Disappointment with a half-point U.S. interest rate cut triggered another sharp sell-off in markets around the world today, as gloom spread beyond technology stocks to include shares in banks and other Old Economy mainstays.

Disappointment with a half-point U.S. interest rate cut triggered another sharp sell-off in markets around the world today, as gloom spread beyond technology stocks to include shares in banks and other Old Economy mainstays.

"This is about a market that is forecasting a recession," said Gary Kaltbaum, a technical analyst at First Union Securities. "I know a lot of people are saying we are not in a recession, but remember 12 months ago people were saying technology was great and wasn't going anywhere but up."

The Dow Jones industrial average, which dropped by triple digits in six of the past nine trading sessions, fell 212.53 at 9,274.47, putting the Dow down more than 20 percent from the closing high of 11,722.98 it reached on January 14, 2000. A drop of 20 percent is considered bear market territory.

The Nasdaq composite index, which is down more than 63 percent from its own high of 5,048.62, reached March 10, 2000, was off slightly early today, falling 21.36 to 1,808.87. The market's broadest measure, the Standard & Poor's 500, was down 26.23 at 1,095.91.

Investors have been in a sour mood since the U.S. Federal Reserve trimmed interest rates by half a percentage point on Tuesday - less than the three-quarters of a point many had been looking for.

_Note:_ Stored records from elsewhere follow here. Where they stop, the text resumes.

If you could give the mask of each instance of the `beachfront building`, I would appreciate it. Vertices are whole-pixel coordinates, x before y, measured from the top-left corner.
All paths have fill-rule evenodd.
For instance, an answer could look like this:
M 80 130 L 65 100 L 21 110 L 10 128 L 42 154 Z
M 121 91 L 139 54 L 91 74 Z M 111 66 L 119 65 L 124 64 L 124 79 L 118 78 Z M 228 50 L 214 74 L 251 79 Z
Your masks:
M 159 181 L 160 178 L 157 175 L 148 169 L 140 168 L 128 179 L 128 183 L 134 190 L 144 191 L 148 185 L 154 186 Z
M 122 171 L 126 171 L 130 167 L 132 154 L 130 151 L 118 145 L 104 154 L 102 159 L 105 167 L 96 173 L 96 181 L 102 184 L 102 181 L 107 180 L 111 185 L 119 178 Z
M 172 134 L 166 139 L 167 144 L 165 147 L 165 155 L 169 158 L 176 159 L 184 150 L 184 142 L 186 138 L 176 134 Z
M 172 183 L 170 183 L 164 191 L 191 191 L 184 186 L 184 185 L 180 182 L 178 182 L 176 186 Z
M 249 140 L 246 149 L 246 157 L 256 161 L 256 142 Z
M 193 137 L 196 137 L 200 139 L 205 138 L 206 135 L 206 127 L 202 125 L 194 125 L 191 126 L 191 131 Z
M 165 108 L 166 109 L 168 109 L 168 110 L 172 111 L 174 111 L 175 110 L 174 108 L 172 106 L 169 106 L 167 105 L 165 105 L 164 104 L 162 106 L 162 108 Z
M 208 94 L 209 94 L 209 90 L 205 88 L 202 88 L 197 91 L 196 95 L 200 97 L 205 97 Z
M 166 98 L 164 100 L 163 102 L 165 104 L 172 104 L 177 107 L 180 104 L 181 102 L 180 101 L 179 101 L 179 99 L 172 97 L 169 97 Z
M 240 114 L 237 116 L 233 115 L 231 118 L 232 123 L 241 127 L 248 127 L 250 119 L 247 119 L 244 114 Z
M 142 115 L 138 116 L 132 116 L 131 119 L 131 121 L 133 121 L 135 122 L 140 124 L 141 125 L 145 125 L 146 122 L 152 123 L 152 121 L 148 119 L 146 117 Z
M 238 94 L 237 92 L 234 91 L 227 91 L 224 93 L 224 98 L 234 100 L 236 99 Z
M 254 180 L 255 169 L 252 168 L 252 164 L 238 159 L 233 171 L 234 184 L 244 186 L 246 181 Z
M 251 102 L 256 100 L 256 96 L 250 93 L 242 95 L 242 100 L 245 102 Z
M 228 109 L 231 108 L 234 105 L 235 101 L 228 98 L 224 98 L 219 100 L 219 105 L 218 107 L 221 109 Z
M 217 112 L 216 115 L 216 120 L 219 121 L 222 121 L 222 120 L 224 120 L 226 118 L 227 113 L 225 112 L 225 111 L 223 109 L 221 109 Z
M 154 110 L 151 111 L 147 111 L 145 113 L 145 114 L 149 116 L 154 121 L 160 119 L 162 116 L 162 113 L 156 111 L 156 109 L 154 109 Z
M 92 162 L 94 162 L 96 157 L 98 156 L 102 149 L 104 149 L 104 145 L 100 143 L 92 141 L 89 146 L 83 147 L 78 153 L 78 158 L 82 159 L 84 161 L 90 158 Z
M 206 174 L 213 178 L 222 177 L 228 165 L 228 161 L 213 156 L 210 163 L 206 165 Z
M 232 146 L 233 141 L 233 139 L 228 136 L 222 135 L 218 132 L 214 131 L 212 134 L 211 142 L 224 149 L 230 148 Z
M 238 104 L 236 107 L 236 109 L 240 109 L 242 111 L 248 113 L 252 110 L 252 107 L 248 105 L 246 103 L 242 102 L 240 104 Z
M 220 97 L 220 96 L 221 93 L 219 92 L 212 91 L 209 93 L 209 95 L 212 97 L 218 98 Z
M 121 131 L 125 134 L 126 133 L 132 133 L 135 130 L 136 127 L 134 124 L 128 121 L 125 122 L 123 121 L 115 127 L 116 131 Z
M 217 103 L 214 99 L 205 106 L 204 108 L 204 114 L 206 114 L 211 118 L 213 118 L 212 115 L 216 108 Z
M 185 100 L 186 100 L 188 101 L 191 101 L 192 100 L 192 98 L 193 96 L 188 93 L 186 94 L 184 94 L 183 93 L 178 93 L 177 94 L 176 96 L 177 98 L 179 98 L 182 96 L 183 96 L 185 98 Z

They responded by unloading their shares for the second consecutive day.

In late trading, the FTSE 100 index plunged 3.7 percent to 5,335.9 points.

In Germany, the Deutsche Boerse's DAX index of leading stocks fell 4.5 percent to 5,369.46 points, led by Siemens and Deutsche Telekom and also by Deutsche Bank, whose shares dropped 3.1 percent on fears about weakness in investment banking.

In France, the Paris CAC-40 index dropped 4.3 percent to 4,809.5 points.

Asian markets fared no better.

Tokyo share prices plunged early today, after the 7.5 percent rally a day earlier by the 225-issue Nikkei Stock Average. They soon bounced into positive territory before turning lower again - although they managed to cling to most of what they gained during Wednesday's impressive advance.

The Nikkei closed with a loss of 1.9 percent at 12,853.97 points.

Japanese traders quickly shrugged off any concerns about the U.S. rate cut not being big enough and instead have been focusing on the recent reduction of Japanese interest rates to almost zero as well as pledges to reduce bad bank debts.

But some analysts expressed concerns that Tokyo's rally on Wednesday - when other markets around the globe were mostly lower - may have been a bit much.

"The market will remain in a period of volatility for some time," predicted Masaaki Kanno, chief economist at J. P. Morgan Securities Asia in Tokyo.

Hong Kong shares fell further today, with the Hang Seng Index closing with a drop of 4.1 percent.